Because of their speed, reliability, durability and low media cost, these tapes and tape drives are still in high demand. A hallmark of the genre is transferability. Tapes recorded with one tape drive are generally readable on another drive, even if the tape drives were built by different manufacturers.
Tape drives conforming with the IBM 3480 product family specification were manufactured by a variety of vendors from 1984 to 2004. Core manufacturers included IBM, Fujitsu, M4 Data, Overland Data, StorageTek and Victor Data Systems (VDS). Various models of these tape drives were also marketed under other brands, including DEC, MP Tapes, Philips, Plasmon, Qualstar, Tandem, and Xcerta.
IBM designated all versions of 3480 and 3490E tape drives as members of the 3480 Product Family.
Tape drives built for the 3480 were initially designed for IBM System/370 computers. Therefore, the first 3480 tape drives communicated through a bus and tag interface. Later models were able to take advantage of ESCON and high voltage SCSI interfaces. The advent of the SCSI interface made it possible to connect 3480 family tape drives to personal computers, which enabled mainframe-to-PC data exchange.
The first 3480 tape drives were introduced in 1984. The IBM 3480 was the first tape drive to employ thin-film heads and the first to use chromium dioxide tape.

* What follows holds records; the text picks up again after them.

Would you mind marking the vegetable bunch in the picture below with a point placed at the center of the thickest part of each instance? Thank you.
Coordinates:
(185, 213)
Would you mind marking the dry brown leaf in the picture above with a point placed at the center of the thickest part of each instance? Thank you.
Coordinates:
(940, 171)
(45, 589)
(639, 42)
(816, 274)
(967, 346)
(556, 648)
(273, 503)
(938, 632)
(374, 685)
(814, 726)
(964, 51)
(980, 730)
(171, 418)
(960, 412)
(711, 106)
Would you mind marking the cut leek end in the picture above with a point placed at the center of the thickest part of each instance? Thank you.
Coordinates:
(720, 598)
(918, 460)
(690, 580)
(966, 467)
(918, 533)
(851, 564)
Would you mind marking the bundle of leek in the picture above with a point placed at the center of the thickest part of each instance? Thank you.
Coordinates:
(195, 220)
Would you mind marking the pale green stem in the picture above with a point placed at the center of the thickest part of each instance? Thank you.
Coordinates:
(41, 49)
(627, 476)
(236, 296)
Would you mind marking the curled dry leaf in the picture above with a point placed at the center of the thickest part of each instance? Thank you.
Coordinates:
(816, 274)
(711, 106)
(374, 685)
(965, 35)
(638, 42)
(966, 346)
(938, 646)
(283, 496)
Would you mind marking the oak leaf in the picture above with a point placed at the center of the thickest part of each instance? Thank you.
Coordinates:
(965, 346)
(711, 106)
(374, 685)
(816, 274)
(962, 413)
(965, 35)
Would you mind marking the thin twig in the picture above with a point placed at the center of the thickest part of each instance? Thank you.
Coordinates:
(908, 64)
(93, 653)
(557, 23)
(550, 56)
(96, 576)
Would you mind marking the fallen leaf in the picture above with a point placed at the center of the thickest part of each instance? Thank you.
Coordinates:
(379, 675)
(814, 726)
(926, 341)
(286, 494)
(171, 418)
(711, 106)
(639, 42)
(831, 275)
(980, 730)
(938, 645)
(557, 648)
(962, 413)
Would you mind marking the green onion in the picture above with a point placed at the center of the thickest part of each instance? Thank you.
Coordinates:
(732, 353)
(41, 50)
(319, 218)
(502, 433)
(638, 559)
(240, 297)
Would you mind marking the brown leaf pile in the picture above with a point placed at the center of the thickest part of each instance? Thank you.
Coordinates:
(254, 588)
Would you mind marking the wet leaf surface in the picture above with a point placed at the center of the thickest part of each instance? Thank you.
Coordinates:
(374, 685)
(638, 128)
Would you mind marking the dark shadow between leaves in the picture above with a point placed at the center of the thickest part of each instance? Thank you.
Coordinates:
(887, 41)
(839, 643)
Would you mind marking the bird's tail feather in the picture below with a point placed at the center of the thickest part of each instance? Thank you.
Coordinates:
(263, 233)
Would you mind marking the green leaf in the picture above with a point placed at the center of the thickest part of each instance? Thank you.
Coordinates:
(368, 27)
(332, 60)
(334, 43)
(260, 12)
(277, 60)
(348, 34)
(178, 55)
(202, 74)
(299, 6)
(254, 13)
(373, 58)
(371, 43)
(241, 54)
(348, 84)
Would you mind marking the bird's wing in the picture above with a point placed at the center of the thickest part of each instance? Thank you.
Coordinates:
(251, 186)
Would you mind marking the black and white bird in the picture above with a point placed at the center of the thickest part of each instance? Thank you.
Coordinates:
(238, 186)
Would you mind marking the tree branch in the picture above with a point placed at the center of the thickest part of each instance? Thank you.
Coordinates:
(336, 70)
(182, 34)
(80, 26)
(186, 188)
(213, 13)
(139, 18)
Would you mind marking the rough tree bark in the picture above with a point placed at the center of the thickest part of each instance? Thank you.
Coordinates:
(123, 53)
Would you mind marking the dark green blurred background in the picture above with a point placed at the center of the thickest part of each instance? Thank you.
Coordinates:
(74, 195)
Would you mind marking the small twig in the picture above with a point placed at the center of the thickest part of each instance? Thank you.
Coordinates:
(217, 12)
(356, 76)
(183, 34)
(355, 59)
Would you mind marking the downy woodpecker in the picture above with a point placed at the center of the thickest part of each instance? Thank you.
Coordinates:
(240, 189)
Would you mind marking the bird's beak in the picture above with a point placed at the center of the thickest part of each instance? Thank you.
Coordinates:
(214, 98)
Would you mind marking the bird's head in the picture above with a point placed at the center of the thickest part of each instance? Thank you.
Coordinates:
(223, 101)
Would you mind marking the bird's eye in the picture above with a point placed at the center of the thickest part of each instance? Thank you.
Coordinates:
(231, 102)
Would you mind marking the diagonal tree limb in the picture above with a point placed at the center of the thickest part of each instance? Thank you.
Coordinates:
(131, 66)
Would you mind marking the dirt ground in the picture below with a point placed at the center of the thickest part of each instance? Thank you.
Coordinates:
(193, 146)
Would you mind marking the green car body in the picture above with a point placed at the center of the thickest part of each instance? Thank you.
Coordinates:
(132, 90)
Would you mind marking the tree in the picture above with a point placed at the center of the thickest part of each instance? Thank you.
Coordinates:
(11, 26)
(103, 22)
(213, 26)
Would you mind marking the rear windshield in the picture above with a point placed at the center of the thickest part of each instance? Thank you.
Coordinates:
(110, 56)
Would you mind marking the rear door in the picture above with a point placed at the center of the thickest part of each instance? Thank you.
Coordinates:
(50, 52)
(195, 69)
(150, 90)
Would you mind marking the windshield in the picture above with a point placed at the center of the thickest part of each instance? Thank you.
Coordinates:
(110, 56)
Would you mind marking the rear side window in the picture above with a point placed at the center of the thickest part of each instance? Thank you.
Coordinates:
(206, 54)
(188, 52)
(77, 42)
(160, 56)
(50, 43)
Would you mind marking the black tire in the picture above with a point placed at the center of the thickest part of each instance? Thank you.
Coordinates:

It was also distinguished by a relatively high data transfer rate: 3 megabytes per second. This was because it was able to read and write linear data across 18 recording tracks simultaneously, or 38,000 bytes per inch of tape. IBM's prior technology employed 9 recording tracks with a data density of 6,250 bytes per inch of tape, so the 3480 format was greeted as a major breakthrough. The IBM 3480 cartridge stored 200 megabytes in a modest 4x5 inch cartridge compared to the previous technology's 140 megabytes on a 10.5 inch diameter (2400 foot length) reel of 1/2" tape. The 3480 and its successors are streaming drives. The 3480 was initially a disaster, because it would consistently underrun as the 3 MB/s bus and tag channels and the 3 MB/s drives could not feed the 3MB/s second tape drives because of various interferences such as seeks. The streaming drives would then have to stop, back up and restart, reducing throughput to under 200 KB/s.